• This is an excellent article which describes a simple and generic solution to database auditing. The solution is reduced to the essential minimum and therefore is mathematically elegant.

    Coincidently, only 2 months ago I have created a generic auditing solution for one of my clients. The requirements were similar to Leo's with some differences, and my solution was slightly different. I was thinking of writing an article about it, but I was too busy and now after Leo's article it probably does not make much sense.

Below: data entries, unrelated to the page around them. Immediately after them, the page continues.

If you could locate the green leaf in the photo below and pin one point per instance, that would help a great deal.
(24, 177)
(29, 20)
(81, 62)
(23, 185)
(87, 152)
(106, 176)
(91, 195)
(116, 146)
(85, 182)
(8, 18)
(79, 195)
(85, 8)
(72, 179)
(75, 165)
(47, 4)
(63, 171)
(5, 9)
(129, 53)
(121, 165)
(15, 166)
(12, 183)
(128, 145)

So I decided to add a few comments here describe some highlights of my solution.

    Requirements

    My users wanted to have a full flexibility of deciding which tables and which operations are audited. For instance, they might've wanted to audit only insert operations to one table, but any data modifications on another table. Also, they wanted to be able to enable and disable auditing dynamically to bypass auditing for certain bulk operations.

    This was catered for by introducing the AuditControl table:

    Operation CHAR(1),         -- 'I', 'U', or 'D'

    TableName SYSNAME,

    IsAuditOn BIT

    Another requirement was to have a single audit table instead of one audit table per audited table.

    The next requirement was very important, and is adding some complexity. The customer did not want to loose the audit records when table definition changes. Metadata changes are not something unusual during the software lifecycle, and I'd like my audit solution to sail safely through these changes.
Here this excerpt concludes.